Isolation and system utilization.
So what I’ve just said is a little bit disturbing
because let’s say that we set one of the workloads to
have 20% writes on the CPU
so you don’t want that even when no other workload is
running.. This process will only use 20% of the CPU.
Imagine this large computation or OLAP that actually,
it will just want to consume as much CPU
time as you will give it.
So you don’t want to have
the rest of the CPU or disk stay idle.
So as far as a concurrency
CPU and also
IO, we do
a full utilization of the system, which means that
if there are only part of the workloads in the system,
they will share the resources according to the shares.
So it only applies for active workloads, which means that
if there is only a single workload,
even if defined in the lowest priority possible,
it will get all of the resources it needs from the vacant ones.
CPU and IO.
For memory, it’s not true right now at least.
And the partitioning is static.
From our experience, memory, at least when you
give a reasonable amount of
memory to each process is not really
a limiting factor.. It might be, but
most of the time there is more than enough
to serve at least several queries.
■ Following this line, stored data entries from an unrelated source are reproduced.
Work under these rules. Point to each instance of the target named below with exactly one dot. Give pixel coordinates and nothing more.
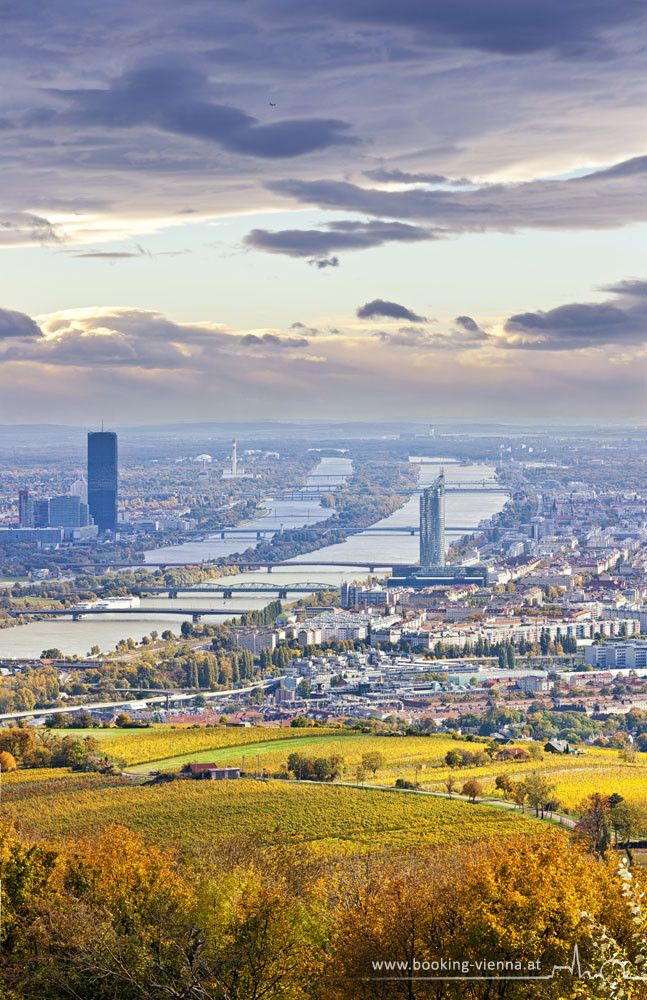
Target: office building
(25, 509)
(432, 524)
(79, 488)
(102, 479)
(40, 513)
(68, 512)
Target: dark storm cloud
(107, 255)
(129, 338)
(178, 100)
(574, 29)
(604, 198)
(390, 310)
(15, 325)
(619, 321)
(323, 262)
(384, 176)
(23, 227)
(340, 235)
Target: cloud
(15, 325)
(17, 228)
(107, 255)
(395, 176)
(468, 324)
(621, 320)
(139, 365)
(391, 310)
(602, 199)
(344, 234)
(322, 262)
(575, 30)
(177, 99)
(272, 340)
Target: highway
(155, 699)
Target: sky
(250, 209)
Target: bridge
(261, 532)
(227, 591)
(77, 614)
(246, 565)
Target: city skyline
(277, 211)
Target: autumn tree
(472, 789)
(372, 761)
(538, 790)
(593, 826)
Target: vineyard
(190, 814)
(146, 745)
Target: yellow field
(145, 745)
(192, 814)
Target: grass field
(160, 743)
(422, 758)
(270, 756)
(194, 813)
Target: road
(98, 706)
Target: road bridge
(281, 590)
(77, 614)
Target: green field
(192, 814)
(98, 733)
(317, 745)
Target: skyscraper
(432, 524)
(25, 509)
(102, 479)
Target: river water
(464, 510)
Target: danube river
(465, 510)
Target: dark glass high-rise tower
(102, 479)
(432, 524)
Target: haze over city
(349, 211)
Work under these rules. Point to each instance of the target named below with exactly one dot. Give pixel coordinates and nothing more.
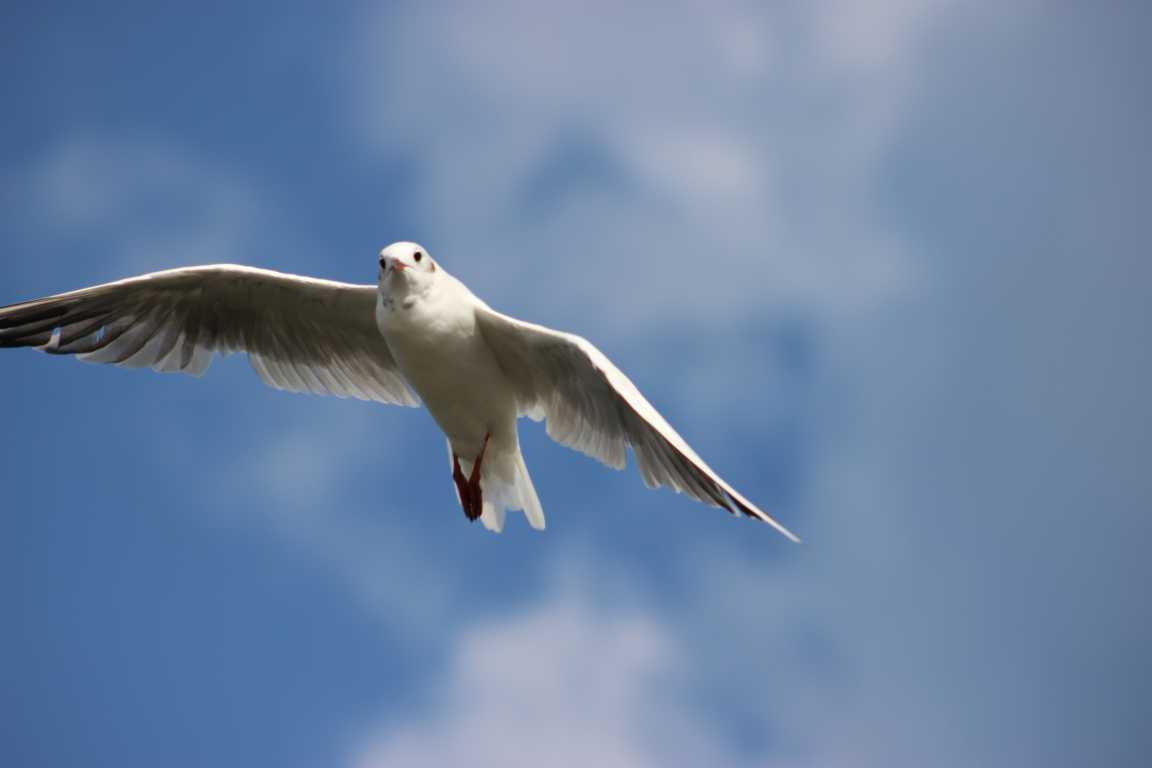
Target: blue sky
(885, 266)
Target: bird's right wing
(592, 407)
(301, 334)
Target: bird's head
(407, 267)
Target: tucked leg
(474, 481)
(463, 488)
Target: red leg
(463, 488)
(474, 480)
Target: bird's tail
(506, 484)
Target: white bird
(418, 334)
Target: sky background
(884, 264)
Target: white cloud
(568, 682)
(748, 139)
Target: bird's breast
(451, 367)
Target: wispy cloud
(568, 682)
(725, 196)
(148, 203)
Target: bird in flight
(418, 335)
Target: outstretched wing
(592, 407)
(301, 334)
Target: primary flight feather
(418, 335)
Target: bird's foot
(471, 496)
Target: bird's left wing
(301, 334)
(592, 407)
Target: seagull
(418, 335)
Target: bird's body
(436, 341)
(418, 335)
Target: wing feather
(592, 407)
(300, 333)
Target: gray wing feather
(301, 334)
(592, 407)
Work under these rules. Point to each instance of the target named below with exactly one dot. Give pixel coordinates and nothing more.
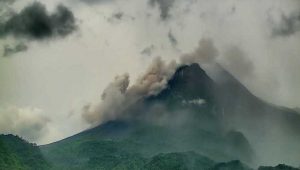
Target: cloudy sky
(58, 56)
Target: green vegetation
(17, 154)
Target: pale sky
(44, 88)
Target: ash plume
(119, 95)
(35, 23)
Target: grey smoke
(236, 61)
(119, 95)
(34, 22)
(26, 122)
(172, 39)
(288, 25)
(206, 52)
(148, 50)
(10, 50)
(92, 2)
(164, 7)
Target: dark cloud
(288, 25)
(148, 50)
(95, 1)
(118, 15)
(34, 22)
(235, 60)
(164, 7)
(172, 39)
(10, 50)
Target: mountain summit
(220, 119)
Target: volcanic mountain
(195, 120)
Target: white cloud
(27, 122)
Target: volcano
(196, 122)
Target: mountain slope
(17, 154)
(220, 119)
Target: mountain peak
(189, 82)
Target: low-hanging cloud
(34, 22)
(206, 52)
(288, 25)
(13, 49)
(26, 122)
(119, 95)
(172, 39)
(164, 7)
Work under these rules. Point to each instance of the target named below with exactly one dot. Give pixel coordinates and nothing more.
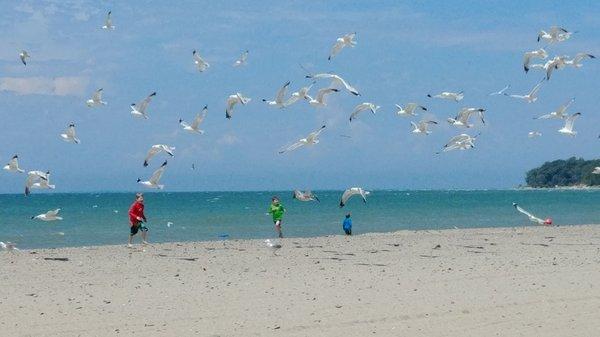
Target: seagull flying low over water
(156, 149)
(451, 96)
(568, 128)
(559, 113)
(108, 22)
(13, 165)
(201, 65)
(304, 196)
(48, 216)
(194, 127)
(540, 53)
(335, 81)
(409, 109)
(311, 139)
(96, 99)
(242, 60)
(232, 100)
(69, 136)
(362, 107)
(139, 109)
(352, 192)
(531, 96)
(153, 182)
(531, 217)
(24, 56)
(344, 41)
(462, 118)
(422, 127)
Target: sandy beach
(532, 281)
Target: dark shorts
(139, 226)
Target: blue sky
(404, 51)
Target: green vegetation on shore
(570, 172)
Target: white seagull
(344, 41)
(194, 127)
(540, 53)
(409, 109)
(531, 96)
(304, 196)
(24, 56)
(362, 107)
(311, 139)
(139, 109)
(48, 216)
(108, 22)
(200, 63)
(559, 113)
(351, 192)
(532, 217)
(232, 100)
(156, 149)
(568, 128)
(153, 182)
(421, 127)
(451, 96)
(69, 136)
(13, 165)
(335, 80)
(242, 60)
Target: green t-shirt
(277, 211)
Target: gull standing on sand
(409, 109)
(108, 22)
(156, 149)
(13, 165)
(194, 127)
(344, 41)
(568, 128)
(335, 80)
(351, 192)
(559, 113)
(304, 196)
(24, 56)
(531, 96)
(531, 217)
(422, 127)
(311, 139)
(48, 216)
(362, 107)
(201, 65)
(232, 100)
(153, 182)
(139, 109)
(451, 96)
(242, 60)
(69, 136)
(96, 99)
(540, 53)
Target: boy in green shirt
(277, 210)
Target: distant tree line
(570, 172)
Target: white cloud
(57, 86)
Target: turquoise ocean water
(101, 219)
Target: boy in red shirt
(136, 219)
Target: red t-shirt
(136, 211)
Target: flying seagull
(13, 165)
(344, 41)
(194, 127)
(139, 109)
(311, 139)
(153, 182)
(351, 192)
(156, 149)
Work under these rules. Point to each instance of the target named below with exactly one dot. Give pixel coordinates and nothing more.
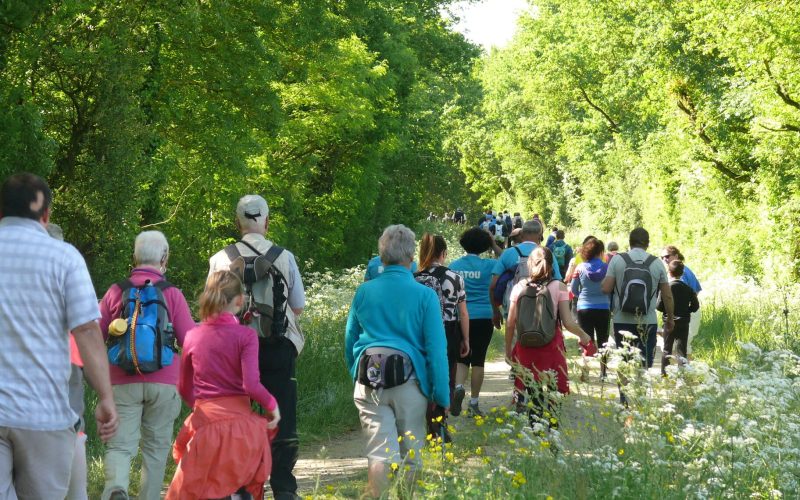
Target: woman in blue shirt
(477, 274)
(594, 312)
(396, 351)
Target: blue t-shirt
(690, 279)
(375, 267)
(510, 258)
(477, 274)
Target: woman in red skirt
(547, 364)
(223, 447)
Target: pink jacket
(220, 359)
(179, 313)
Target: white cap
(252, 207)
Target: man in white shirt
(45, 293)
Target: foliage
(161, 115)
(609, 115)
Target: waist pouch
(384, 371)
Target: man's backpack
(504, 280)
(560, 253)
(536, 316)
(148, 343)
(520, 272)
(265, 290)
(636, 291)
(433, 279)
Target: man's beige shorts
(389, 414)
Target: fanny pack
(384, 371)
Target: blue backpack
(148, 343)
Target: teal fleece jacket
(395, 311)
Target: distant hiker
(396, 353)
(533, 338)
(219, 376)
(613, 249)
(592, 303)
(551, 237)
(147, 397)
(272, 283)
(561, 251)
(477, 274)
(669, 255)
(512, 267)
(686, 303)
(634, 278)
(45, 293)
(449, 287)
(375, 267)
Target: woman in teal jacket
(396, 352)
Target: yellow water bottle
(117, 327)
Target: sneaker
(458, 399)
(474, 410)
(118, 495)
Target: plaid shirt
(45, 292)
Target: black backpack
(636, 290)
(434, 280)
(536, 317)
(265, 290)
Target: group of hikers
(411, 348)
(142, 352)
(414, 336)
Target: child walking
(685, 299)
(223, 448)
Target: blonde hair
(540, 264)
(221, 288)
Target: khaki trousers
(147, 412)
(35, 464)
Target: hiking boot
(474, 410)
(458, 399)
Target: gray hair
(396, 245)
(532, 227)
(150, 248)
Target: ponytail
(431, 247)
(222, 287)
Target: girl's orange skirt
(221, 447)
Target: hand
(464, 351)
(107, 420)
(588, 349)
(497, 320)
(273, 417)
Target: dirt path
(342, 459)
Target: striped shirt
(45, 292)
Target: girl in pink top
(550, 357)
(219, 376)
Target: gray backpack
(266, 290)
(536, 317)
(636, 291)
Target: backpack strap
(232, 252)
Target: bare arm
(669, 305)
(568, 320)
(95, 367)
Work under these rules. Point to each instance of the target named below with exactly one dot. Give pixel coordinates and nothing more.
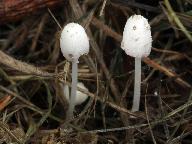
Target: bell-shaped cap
(74, 42)
(137, 41)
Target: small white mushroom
(74, 42)
(137, 43)
(80, 97)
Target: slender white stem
(73, 89)
(137, 85)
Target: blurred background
(33, 71)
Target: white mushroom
(137, 43)
(74, 42)
(80, 97)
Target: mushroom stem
(73, 89)
(137, 85)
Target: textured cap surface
(137, 39)
(74, 42)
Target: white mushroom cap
(80, 97)
(137, 41)
(74, 42)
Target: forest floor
(33, 71)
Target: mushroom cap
(137, 41)
(74, 42)
(80, 97)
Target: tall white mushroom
(137, 43)
(74, 42)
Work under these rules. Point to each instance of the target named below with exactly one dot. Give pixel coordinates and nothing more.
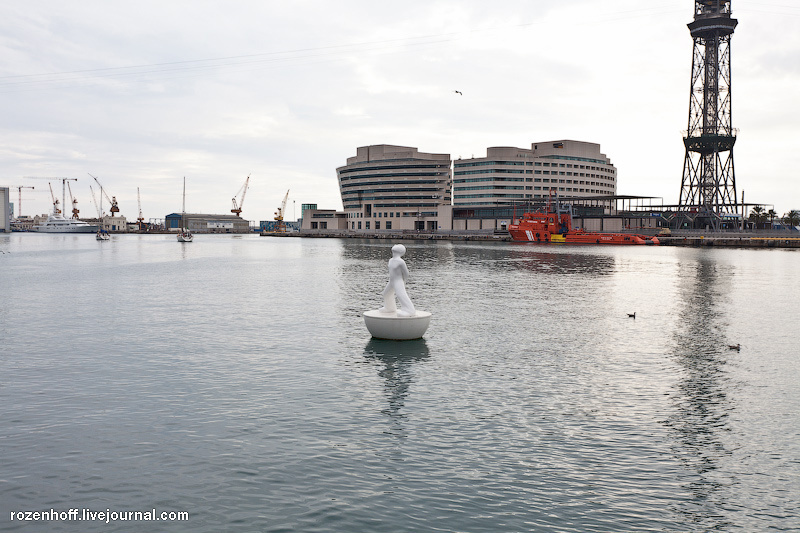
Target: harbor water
(233, 379)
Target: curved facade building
(387, 187)
(517, 175)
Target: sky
(142, 94)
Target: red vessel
(554, 225)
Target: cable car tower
(708, 186)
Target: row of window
(573, 158)
(534, 163)
(491, 175)
(434, 177)
(435, 183)
(485, 187)
(579, 174)
(353, 225)
(462, 196)
(576, 182)
(488, 163)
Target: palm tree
(792, 218)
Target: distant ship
(56, 223)
(554, 225)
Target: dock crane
(63, 187)
(74, 200)
(56, 210)
(237, 207)
(280, 226)
(140, 220)
(19, 203)
(113, 200)
(99, 214)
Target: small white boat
(56, 223)
(185, 235)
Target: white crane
(75, 209)
(139, 220)
(280, 226)
(113, 200)
(19, 203)
(237, 207)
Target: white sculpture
(389, 322)
(398, 274)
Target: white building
(387, 187)
(516, 175)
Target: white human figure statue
(398, 274)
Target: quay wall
(769, 239)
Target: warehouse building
(201, 223)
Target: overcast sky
(141, 94)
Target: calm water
(233, 378)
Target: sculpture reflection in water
(395, 361)
(700, 398)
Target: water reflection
(700, 402)
(395, 360)
(560, 261)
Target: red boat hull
(519, 233)
(551, 227)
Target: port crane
(63, 187)
(113, 200)
(280, 226)
(19, 203)
(237, 207)
(56, 210)
(74, 200)
(140, 220)
(99, 213)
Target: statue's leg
(406, 307)
(389, 305)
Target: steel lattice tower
(708, 187)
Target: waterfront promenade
(741, 239)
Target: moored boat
(56, 223)
(554, 225)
So
unless you do something extreme like defining one
process or workload with one share and the other with 1000,
so as long as the ratios are reasonable,
there will be enough memory to serve queries.
But still we probably in the future would like it
to be also fully utilized.. Some example for when you would
want to use this isolation capabilities.
If you have a critical workload that can be starved by others.
So you would want to give it a very high share number and
that way it will be relatively isolated from the rest.
If you have different classes of users,
that should get different SLAs “service level agreements”.
So one user can tolerate a 2 seconds
of a timeout and the other only several milliseconds.
So you would want to isolate that in a way
that they will get
those serving times
to the best of the system’s ability.
One scenario that we actually encountered
in the field is isolating table writes
which have “Materialized Views”, so, materialized views
adds more pressure to the write.
So every write to the base table actually implies
actually implies that
you will have several writes going on at the time.
So what appears to be an innocent write
can be actually a very large number of eventual writes.
Imagine like deleting a partition
of a materialized view.
So the deletion itself is very fast on the base table,
but since the materialized view
has a different partitioning key, it can be a lot of sparse
deletion queries to the materialized view.
So it actually can be multiplied by a lot.
So if you put writes
to the base table on its own workload,
you will eventually isolate it
and it will affect a lot less on the rest of the system.